Ghanaian-American singer Ama Serwah Genfi, better known as Amaarae, has berated the Recording Academy, organisers of the Grammy Awards, for jam-packing all African music genres under one category at the award show.
We recall that the Grammys recently created a category for 'Best African Music Performance.'
The award organisers said the category is open to both contemporary and traditional music from the African continent, including Afrobeats, Afro-pop, Amapiano, High Life, Fuji, etc.
But in a recent interview with Metro TV, Amaarae said the packing of all African musical genres under a single category at the Grammys was "reductive."
She said:
"The idea of an African category [at the Grammys] is great in practice, but I think it is reductive. There are way too many categories to just placed under an umbrella of African music.
"Take a song like 'Sad Girlz', 'Calm Down,' or 'Calm Down' or 'Last Last'; these are all songs that didn't just do well in Africa but did well globally and had humongous global impacts. So, to me, they are popular records.

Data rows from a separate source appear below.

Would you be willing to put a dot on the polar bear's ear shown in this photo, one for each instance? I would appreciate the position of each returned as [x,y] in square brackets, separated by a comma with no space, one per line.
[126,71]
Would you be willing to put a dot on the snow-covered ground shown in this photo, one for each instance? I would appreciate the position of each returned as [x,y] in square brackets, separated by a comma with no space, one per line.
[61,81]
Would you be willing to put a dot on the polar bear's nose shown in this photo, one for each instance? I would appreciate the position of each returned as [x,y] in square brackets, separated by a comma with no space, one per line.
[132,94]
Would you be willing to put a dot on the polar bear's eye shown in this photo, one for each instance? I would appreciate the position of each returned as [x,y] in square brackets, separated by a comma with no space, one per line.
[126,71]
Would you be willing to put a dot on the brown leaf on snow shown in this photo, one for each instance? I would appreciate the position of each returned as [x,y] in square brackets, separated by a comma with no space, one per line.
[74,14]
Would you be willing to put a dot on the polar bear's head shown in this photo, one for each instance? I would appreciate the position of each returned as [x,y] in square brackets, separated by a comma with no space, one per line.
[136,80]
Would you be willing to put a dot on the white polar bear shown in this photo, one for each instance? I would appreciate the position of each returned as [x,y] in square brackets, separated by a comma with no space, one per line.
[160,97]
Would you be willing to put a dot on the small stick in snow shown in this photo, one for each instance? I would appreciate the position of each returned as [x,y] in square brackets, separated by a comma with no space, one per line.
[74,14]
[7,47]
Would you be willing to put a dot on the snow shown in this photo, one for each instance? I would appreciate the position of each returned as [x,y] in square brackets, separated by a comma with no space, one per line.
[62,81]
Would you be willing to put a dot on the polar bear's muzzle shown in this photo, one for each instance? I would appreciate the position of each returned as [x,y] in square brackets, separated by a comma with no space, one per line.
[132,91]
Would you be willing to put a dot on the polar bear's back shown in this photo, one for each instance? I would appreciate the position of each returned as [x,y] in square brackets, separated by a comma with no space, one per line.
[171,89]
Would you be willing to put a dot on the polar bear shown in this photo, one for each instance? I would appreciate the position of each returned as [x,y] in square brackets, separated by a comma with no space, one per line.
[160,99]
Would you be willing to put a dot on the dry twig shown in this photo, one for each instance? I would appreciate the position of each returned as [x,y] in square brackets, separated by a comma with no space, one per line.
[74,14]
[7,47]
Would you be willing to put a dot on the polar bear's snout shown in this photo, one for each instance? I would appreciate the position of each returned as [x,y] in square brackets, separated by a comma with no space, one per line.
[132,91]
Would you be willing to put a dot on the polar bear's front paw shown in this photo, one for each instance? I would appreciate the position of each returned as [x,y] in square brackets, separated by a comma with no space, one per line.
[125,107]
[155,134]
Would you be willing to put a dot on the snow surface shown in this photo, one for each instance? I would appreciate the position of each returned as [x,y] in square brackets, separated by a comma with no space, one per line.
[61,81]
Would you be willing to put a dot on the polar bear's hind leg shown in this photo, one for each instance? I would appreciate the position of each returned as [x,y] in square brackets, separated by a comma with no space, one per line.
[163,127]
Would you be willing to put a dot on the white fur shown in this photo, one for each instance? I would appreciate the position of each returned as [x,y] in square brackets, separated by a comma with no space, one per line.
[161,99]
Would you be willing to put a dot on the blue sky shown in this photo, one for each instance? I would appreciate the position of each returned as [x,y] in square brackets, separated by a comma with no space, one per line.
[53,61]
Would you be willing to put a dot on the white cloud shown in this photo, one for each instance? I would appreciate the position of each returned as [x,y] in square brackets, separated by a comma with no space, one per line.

"So, I feel like a record like [Rema's] 'Calm Down' with the remix with Selena Gomez, that should be able to compete in pop categories [at the Grammys]. I feel like [Burna Boy's] 'Last Last' should be able to compete in hip-hop, RnB or pop categories and not be relegated to just the African category because that's reductive of the works that [African] artists have done to break boundaries."